The U.S. Drug Enforcement Administration and the U.S. Department of State offered the prize Thursday for help in bringing Luciano Marín, alias Iván Márquez, and Seuxis Hernández, alias Jesús Santrich, to justice.

Both men had been given seats in Colombia’s congress and were active proponents of the 2016 accord ending Latin America’s longest-running conflict but fled amidst accusations that they had continued drug trafficking.

Hernández was jailed in 2018 after prosecutors in New York ordered his arrest on drug charges, accusations he denied. He disappeared about a month after Colombia’s Supreme Court ordered him freed while the charges were investigated. U.S. officials were also investigating Marín when he went missing.

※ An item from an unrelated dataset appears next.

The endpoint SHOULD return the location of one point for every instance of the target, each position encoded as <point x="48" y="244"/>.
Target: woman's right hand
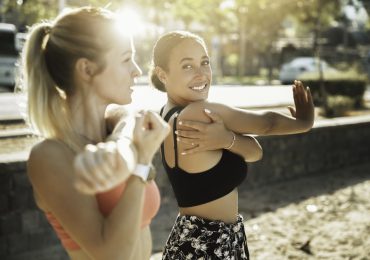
<point x="149" y="132"/>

Both men reappeared in August 2019 when they released a video showing them back in their olive-green uniforms alongside a small cadre of dissidents, accusing Colombia’s government of failing to uphold the peace accord. Colombian officials allege Venezuelan President Nicolás Maduro is providing them shelter.

The U.S. Department of Justice charged Hernández and Marín alongside Maduro and a dozen other Venezuelan officials in March with conspiring to export cocaine to the U.S.

“For decades, the FARC has used drug trafficking to finance their terrorist activities and partnered with corrupt Venezuelan elites to threatened (the) United States and our allies,” DEA Acting Administrator Timothy Shea said. “We hope these increased rewards will encourage those with valuable information to contact the DEA.”

The decision by Marín and Hernández to return to arms was a significant blow to Colombia’s peace accord. Both former commanders with the Revolutionary Armed Forces of Colombia, or FARC, had helped negotiate the deal. They were two of the group’s most visible leaders promoting the accord after it was signed.

In their absence, the FARC’s remaining leadership has continued pressing forward with the agreement’s implementation. The former rebels have created a political party and embarked on new lives as civilians. But they also remain under threat; the United Nations recorded 77 murders of ex-combatants in 2019.